The work initiates with the co-development of a custom shake table intended to facilitate controlled base excitation, restricting motion to a single reciprocating degree of freedom. Two initial designs for the shake table’s dynamic mechanism (wedge/ball bearing and cylinder-piston functions) were considered and evaluated to achieve efficient operation within limited laboratory space, accommodating various building model sizes. The experimental setup integrates a newly acquired shake table with a data acquisition system comprising a waveform generator, accelerometers, and vibrometers for real-time response monitoring. Acceleration and displacement responses were recorded and analyzed to support interpretation of structural behavior. Two primary composite building prototypes, one with 3D-printed polymeric floors and another with plywood decks, both framed with steel members, were developed to represent mid-rise structures.
The entire process involves initial analysis of a moment-resistant model lacking fluid viscous dampers (using support brackets) and a subsequent phase incorporating fluid viscous dampers positioned diagonally between floors to improve lateral stability and energy dissipation. Through iterative testing, supported by finite element analysis and MATLAB-based simulations, students connected theoretical vibration models with empirical data, engaging in experiential learning and reflection consistent with Kolb’s model. Preliminary observations and student reflections indicated increased engagement and improved ability to relate analytical predictions to measured structural response.
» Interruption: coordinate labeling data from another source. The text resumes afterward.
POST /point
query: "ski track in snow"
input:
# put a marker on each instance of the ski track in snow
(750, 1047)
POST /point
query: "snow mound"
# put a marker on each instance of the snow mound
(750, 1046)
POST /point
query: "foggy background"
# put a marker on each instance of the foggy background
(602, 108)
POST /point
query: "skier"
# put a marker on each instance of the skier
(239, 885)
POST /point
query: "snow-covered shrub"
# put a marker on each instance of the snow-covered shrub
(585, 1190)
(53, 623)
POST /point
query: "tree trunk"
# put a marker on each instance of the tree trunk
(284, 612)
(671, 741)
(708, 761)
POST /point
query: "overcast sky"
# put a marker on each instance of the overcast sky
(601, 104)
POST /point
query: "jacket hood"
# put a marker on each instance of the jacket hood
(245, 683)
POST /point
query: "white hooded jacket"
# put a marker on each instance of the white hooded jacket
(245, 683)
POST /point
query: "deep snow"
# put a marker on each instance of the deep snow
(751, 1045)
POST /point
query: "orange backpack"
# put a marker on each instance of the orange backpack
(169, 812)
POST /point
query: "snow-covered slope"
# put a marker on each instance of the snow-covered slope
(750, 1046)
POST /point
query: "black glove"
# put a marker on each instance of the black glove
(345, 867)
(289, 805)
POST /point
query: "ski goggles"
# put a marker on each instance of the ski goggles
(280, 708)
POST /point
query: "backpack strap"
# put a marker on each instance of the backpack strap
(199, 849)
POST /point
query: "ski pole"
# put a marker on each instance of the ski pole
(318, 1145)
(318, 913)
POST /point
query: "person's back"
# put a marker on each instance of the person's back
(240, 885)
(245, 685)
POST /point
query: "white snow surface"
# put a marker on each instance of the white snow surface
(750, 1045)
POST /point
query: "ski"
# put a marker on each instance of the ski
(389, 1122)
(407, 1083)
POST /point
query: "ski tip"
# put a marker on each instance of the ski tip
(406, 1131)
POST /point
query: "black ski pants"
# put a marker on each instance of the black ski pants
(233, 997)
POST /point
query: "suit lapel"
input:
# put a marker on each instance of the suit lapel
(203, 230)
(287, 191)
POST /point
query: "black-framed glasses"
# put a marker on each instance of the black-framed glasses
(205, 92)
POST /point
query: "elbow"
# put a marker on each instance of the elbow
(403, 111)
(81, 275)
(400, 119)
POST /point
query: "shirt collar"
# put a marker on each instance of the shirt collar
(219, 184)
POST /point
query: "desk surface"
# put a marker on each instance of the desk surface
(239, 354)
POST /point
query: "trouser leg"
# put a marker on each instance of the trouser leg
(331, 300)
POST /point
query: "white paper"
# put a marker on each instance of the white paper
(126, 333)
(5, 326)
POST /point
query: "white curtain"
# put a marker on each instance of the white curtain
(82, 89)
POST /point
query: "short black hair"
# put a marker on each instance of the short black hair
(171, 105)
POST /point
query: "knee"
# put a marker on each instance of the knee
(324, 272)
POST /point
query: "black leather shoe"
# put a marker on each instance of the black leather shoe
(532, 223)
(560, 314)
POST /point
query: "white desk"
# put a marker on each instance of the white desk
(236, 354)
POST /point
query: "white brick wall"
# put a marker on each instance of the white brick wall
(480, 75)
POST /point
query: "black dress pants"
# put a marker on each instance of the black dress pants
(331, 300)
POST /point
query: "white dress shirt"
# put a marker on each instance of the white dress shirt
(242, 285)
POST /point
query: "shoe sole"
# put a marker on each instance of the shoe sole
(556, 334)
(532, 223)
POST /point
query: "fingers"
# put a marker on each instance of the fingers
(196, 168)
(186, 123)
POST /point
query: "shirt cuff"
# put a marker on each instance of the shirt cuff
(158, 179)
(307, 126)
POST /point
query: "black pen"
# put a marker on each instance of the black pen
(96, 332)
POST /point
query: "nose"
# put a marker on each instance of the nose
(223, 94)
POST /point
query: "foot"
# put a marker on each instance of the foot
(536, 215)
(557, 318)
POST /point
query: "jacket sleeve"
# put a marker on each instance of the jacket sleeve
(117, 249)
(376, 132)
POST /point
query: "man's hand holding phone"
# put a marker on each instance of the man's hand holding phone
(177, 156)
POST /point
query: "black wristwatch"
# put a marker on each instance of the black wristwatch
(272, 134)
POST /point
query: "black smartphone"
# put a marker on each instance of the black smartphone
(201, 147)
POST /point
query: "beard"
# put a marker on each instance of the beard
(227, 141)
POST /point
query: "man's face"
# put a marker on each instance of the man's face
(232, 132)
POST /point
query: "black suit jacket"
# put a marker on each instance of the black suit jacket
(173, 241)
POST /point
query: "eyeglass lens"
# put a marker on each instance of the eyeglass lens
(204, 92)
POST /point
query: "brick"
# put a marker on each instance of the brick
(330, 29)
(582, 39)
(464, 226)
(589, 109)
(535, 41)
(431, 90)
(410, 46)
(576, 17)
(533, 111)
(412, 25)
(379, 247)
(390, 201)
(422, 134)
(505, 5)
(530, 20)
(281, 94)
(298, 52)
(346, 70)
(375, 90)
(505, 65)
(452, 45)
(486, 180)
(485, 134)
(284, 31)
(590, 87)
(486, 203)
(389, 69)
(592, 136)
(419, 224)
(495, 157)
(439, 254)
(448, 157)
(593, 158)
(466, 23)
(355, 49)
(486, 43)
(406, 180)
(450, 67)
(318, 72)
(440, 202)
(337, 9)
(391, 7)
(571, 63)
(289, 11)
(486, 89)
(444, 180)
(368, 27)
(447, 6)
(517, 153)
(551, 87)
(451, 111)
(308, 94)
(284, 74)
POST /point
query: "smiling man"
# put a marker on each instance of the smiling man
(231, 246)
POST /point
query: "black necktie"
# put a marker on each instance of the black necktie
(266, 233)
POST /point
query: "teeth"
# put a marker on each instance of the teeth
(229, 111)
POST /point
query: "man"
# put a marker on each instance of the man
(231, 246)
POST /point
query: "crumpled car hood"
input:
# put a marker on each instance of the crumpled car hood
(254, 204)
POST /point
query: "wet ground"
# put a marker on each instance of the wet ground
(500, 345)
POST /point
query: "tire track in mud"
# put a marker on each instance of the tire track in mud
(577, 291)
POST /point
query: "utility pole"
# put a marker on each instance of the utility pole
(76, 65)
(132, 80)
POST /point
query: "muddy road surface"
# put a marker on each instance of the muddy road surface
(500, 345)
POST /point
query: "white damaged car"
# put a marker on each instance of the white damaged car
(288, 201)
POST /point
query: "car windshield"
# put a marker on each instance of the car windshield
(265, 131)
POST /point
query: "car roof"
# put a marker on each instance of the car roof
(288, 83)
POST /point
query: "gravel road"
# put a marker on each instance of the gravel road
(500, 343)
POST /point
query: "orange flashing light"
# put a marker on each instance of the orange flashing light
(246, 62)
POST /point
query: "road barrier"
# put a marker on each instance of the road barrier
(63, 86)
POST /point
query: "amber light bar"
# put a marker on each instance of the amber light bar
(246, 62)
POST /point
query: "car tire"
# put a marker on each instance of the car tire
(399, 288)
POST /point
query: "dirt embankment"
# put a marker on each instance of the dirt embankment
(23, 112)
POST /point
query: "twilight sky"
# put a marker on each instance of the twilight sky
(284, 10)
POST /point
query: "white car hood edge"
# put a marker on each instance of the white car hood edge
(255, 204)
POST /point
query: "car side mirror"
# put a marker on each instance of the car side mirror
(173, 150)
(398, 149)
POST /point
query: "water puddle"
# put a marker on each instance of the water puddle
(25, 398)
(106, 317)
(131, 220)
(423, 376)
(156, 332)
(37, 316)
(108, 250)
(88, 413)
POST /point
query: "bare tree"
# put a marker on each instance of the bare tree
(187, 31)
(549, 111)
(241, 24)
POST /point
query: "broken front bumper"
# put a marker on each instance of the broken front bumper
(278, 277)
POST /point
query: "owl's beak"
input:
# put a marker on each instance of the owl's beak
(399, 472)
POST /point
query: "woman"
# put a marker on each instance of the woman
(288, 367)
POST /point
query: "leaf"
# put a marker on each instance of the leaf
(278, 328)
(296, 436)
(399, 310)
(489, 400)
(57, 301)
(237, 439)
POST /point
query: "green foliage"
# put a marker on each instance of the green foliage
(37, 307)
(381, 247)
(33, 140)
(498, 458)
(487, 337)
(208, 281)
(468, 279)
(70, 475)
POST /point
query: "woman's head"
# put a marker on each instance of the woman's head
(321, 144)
Key to seismic testing is the refinement and application of scaling equations for frequency range and acceleration to accurately translate laboratory data to real structural conditions. Vibration tests are performed on both the undamped and damped models to evaluate the influence of the fluid viscous dampers on frequency response, amplitude reduction, and mode shape variation. The collaborative PBL setting fostered peer learning, problem-solving, and shared ownership of results, reinforcing SaP principles in engineering education. Implementation challenges, including varying levels of student familiarity with computational tools and hands-on experimental techniques, were addressed through parallel task allocation and iterative instruction. This educational experiment not only deepened conceptual understanding of dynamic structural behavior but also showed the instructional value of experiential design projects in connecting theory with practice in engineering education.